This entry was written by Greg Johnson, the Associate Director of The NCAA News and Champion magazine.
Last month a 14-year-old hockey player, who had yet to attend a high school class, verbally committed to play hockey at a Division I program.
Earlier this summer, the most outstanding player of the NCAA men's volleyball championship announced he was forgoing his final year of eligibility to play professionally in South Korea.
To say these stories failed to create a ripple on the national sports scene would be a massive understatement.

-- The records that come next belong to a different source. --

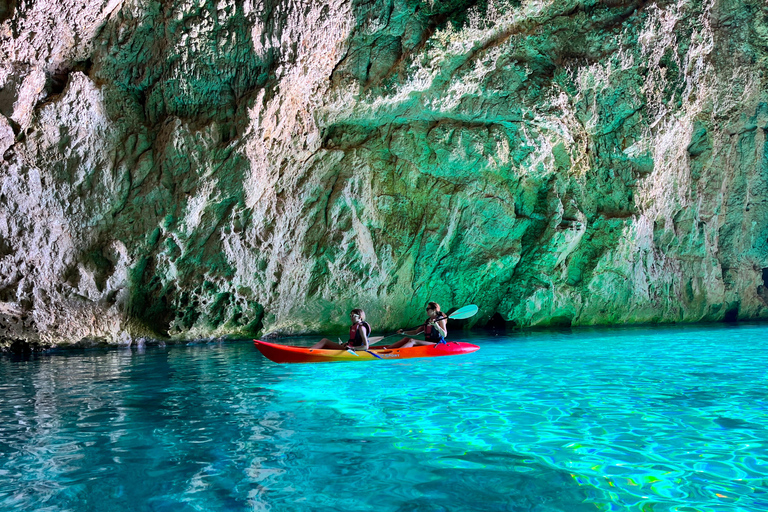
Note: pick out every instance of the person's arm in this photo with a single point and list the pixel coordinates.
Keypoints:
(442, 327)
(364, 336)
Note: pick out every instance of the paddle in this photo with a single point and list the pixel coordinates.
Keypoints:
(459, 314)
(354, 352)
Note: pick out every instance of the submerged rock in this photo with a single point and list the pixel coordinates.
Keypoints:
(191, 169)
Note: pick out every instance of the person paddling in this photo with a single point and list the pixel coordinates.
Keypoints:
(358, 334)
(435, 329)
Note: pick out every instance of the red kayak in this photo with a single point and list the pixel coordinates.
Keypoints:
(289, 354)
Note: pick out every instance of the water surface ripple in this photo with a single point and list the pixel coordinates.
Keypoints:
(645, 419)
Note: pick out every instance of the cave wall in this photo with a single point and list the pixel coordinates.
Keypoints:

Yet, when similar scenarios occur in men's basketball, it is big news.
Why is that?
Does it run deeper than revenue vs. nonrevenue generating sports?

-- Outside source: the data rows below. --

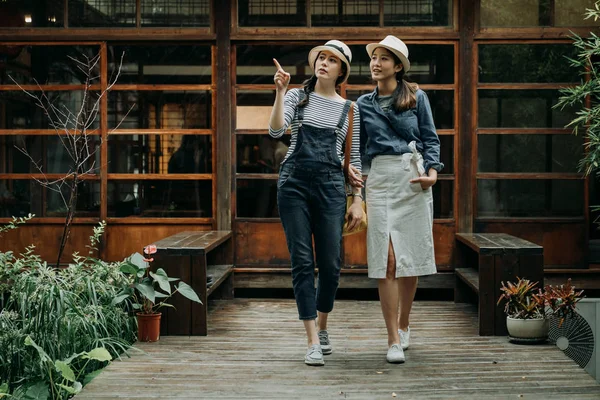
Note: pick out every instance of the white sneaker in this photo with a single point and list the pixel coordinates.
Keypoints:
(325, 343)
(395, 354)
(404, 338)
(314, 356)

Obviously, men's basketball carries a higher profile, but the scrutiny has a "sky-is-falling" tone whenever a middle school kid makes a verbal commitment or a college player decides to leave early for the draft. We tend to lose perspective on these occasions.
Making a nonbinding verbal commitment or deciding to turn professional in a sport is up to the individual. We all live with the consequences of our choices.
The fact is an infinitesimal number of individuals make these decisions. But basketball, not other sports, seems to always grab the headlines or crawl across the ticker.
The National Association of Basketball Coaches asked its membership to not accept verbal commitments from prospects before their sophomore year of high school. This is commendable stance on the issue, but the NABC can only suggest that members of their group follow this advice.
Certainly if it isn't a good idea for a 14-year-old basketball prospect to make a verbal commitment to an institution, the same should go for a hockey prospect of the same age.
No one can say for sure what a prospect's academic performance will be over the four years of high school or how the prospect's athletic skills will develop over that time.
As for those who have the opportunity to turn professional before exhausting their eligibility, more power to them. Everyone has the right to earn a living.
Still, the number of people in position to make these choices is small compared to entire endeavor.